Strategy of the Absurd

A lot of recent information about Russia can be disconcerting for a reasonable reader. It is absurd. It is incomprehensible. The behavior of the authorities towards the society is so harsh and unmotivated that one is reminded of Vaclav Havel’s words about Absurdistan. But the idea of triumphant absurdity only characterizes the phenomenon, it does not explain it.

Why do the Russian authorities persecute the Jehovah’s Witnesses church so systematically and brutally? There are only 170,000 Jehovah’s Witnesses out of 145 million people in Russia; they are quite calm and peaceful people, who refuse to drink alcohol, smoke and take drugs, do not swear, condemn all forms of violence and are apolitical on principle. Jehovah’s Witness groups meet regularly and discuss the Bible. The authoritarian government should consider them model citizens, but for four years they have been tried and sentenced to 6-8 years in prison.

In Yakutia, returning to the worst Soviet traditions, shaman Aleksander Gabyshev was forcibly placed in a psychiatric hospital. Shamanism is one of the oldest religions in the world; its organizations are officially registered by the Russian Ministry of Justice (more than two dozen communities throughout the country). Why are its followers persecuted? Two years ago, Gabyshev announced that he would walk from Yakutia to Moscow to come to the Kremlin and chase away the evil spirits of President Putin. He tried several times to carry out his plan, but each time he was opposed by the police. Today he is undergoing an atrocious “treatment” with neuroleptics in a psychiatric hospital in Novosibirsk. Is the Kremlin really afraid of the shaman?

This fall, police and investigators have been doggedly searching for bloggers who were photographed half-naked against the backdrop of State shrines — churches, cathedrals and the Kremlin. They published these photos on their personal pages on social networks. The participants of these photo sessions are being prosecuted for offending the feelings of believers. The State acts on behalf of believers. One of these girls was sentenced to 10 months in prison, while the others are awaiting sentencing. Is the naked body of women such a threat to the security of the State?

The Rosgvardiya (a branch of the armed forces whose main task is to suppress riots) and the Chechen police recently arrested three Chechen women in Grozny on charges of witchcraft. A report on this case was broadcast on Chechen state television. The report stated in all seriousness that one of the arrested witches was possessed by jinns. The law enforcement agencies interrogated the three women “as a preventive measure”.

Not every absurd incident has to do with religion or mysticism. In early November, the Investigative Committee announced that it was looking for girls who had been filmed kissing near the Eternal Flame in front of a monument to World War II victims in Moscow. Investigators saw “elements of same-sex sex” in the video. The girls have now been found and one has issued a public apology. They face up to five years in prison under the “desecration of symbols of military glory” law of the penal code.

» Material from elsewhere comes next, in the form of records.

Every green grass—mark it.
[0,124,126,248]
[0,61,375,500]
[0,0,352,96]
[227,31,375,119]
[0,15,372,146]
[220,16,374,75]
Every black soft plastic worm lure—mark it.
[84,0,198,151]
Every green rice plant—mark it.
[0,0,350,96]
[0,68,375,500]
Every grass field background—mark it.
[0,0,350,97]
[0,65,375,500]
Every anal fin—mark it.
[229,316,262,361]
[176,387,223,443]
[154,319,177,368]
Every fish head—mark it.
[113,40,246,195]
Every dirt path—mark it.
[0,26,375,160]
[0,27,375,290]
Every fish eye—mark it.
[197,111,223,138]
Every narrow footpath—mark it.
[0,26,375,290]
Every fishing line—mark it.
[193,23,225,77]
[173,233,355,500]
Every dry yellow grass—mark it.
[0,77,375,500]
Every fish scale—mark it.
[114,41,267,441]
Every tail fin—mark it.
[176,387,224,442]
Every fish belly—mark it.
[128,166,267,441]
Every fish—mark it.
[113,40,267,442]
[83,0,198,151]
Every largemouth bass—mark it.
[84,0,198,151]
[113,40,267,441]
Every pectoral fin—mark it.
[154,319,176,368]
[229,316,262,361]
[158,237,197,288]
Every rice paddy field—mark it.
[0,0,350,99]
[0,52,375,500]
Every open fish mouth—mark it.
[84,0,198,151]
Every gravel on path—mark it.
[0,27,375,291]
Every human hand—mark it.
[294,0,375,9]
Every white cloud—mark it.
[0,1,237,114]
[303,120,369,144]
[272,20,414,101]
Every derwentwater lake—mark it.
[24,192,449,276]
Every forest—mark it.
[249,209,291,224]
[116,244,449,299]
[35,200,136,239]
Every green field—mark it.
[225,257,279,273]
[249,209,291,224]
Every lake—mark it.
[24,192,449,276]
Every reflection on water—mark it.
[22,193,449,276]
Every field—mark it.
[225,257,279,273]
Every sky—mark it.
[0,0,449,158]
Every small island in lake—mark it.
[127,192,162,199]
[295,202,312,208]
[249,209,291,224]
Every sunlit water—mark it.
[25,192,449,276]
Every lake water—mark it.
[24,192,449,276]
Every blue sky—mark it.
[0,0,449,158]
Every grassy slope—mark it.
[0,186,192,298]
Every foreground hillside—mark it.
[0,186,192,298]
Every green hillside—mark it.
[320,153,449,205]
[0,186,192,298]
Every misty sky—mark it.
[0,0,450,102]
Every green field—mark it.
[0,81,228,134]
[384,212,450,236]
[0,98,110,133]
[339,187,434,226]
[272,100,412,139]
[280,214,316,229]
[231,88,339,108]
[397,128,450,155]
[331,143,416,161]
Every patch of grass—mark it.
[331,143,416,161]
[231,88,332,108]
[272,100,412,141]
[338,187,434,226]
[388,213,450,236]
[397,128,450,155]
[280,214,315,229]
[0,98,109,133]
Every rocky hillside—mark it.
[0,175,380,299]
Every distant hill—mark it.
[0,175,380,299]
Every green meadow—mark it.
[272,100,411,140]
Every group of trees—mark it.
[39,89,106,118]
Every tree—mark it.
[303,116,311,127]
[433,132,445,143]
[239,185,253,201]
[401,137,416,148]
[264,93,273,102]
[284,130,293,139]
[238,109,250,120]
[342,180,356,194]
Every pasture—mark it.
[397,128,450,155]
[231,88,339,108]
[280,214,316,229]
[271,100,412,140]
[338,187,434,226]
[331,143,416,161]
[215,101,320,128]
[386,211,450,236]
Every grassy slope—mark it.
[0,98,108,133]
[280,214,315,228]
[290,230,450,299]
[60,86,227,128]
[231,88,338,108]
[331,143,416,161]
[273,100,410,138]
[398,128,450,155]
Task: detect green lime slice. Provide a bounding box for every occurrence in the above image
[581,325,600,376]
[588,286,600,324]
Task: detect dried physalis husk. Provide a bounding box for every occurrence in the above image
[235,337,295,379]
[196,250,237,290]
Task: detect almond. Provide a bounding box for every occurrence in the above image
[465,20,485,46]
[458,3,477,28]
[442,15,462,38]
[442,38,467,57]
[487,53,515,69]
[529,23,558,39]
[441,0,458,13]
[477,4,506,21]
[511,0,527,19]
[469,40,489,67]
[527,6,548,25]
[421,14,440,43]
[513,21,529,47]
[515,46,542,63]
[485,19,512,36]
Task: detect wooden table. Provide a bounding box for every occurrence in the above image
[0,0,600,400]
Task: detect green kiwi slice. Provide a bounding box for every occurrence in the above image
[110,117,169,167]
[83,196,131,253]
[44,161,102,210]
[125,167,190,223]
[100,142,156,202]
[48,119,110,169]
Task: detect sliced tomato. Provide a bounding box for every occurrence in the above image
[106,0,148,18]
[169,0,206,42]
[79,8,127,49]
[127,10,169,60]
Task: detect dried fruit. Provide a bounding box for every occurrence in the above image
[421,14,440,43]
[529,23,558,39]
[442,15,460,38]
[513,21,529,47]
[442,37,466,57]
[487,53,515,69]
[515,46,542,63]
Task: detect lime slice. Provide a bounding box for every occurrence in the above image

Popular rapper Morgenstern said in an interview that he did not understand why millions of rubles were spent on the annual celebrations of Victory Day, when the Second World War ended more than 70 years ago. In this regard, the head of the Investigative Committee, Alexander Bastrykin, said that the Committee will study this case in the context of the law prohibiting the rehabilitation of Nazism. The penalty under this article of the Criminal Code can also be up to five years in prison.

Some recent information is totally disconcerting. A court in Saratov decided to block websites containing instructions on making hatchets for tourists and stone axes for domestic use. “The free availability on the said website of certain methods of making weapons violates the rights of an indefinite number of consumers of information services and endangers the legitimate interests of the Russian Federation”, the court said in its ruling.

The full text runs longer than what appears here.